Officials claimed only 30 people had lost their lives, but independent sources suggested otherwise. Dainik Bhaskar and Reuters reported 40 bodies in hospitals, while a Newslaundry investigation uncovered a list of 79 dead—none of whom appeared in official records.
The People’s Union for Civil Liberties (PUCL) also found evidence of deliberate data suppression: “Our preliminary investigation reveals that the Uttar Pradesh government employed multiple tactics to obscure the true fatality count. Bodies were sent to two separate postmortem centres and, in some cases, records of their retrieval were manipulated.”
Then came the Central Pollution Control Board (CPCB)’s report on faecal contamination at Prayagraj spiking way beyond permissible limits during the Kumbh. To put it simply: the water was simply not safe to bathe in. On 16 February, the principal bench of the National Green Tribunal (NGT) pulled up the UP Pollution Control Board: “You have made 500 million people bathe in polluted sewage water, water that was not fit for bathing, and people [even] had to drink that water.” Reprimanding the UP Board for its failure to submit a comprehensive report, the NGT added, “It seems you are under some kind of pressure”.

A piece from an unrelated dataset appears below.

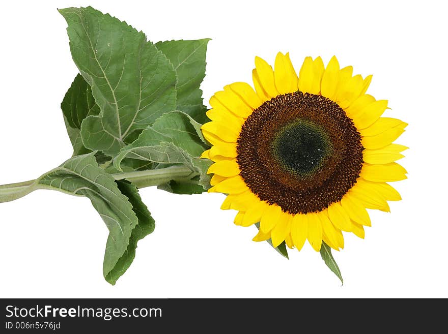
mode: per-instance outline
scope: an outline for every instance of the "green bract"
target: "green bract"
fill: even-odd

Did Yogi buy this? Hell, no. On 19 February, he refused to accept the CPCB’s report and insisted that water at the Sangam was good enough to drink. Perhaps he might like to be the first to take that holy sip?

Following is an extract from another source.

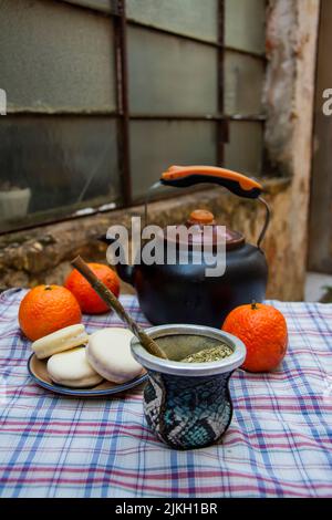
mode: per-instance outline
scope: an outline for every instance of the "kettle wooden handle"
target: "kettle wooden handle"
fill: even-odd
[[[263,189],[260,183],[246,175],[216,166],[170,166],[162,174],[160,183],[175,188],[187,188],[199,183],[214,183],[239,197],[250,199],[258,198]]]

In contemptuous disregard of all these warnings, the administration is busy advertising the next big holy dip on Shivratri (26 February). Expect another big surge of devotees—including the well-heeled among them, with the means to pay for the green corridors, the exclusive ghats, the big-ticket tents, and all the rest of the VIP bandobast—to take that ‘once-in-144-years’ shot at salvation. And keep your fingers crossed.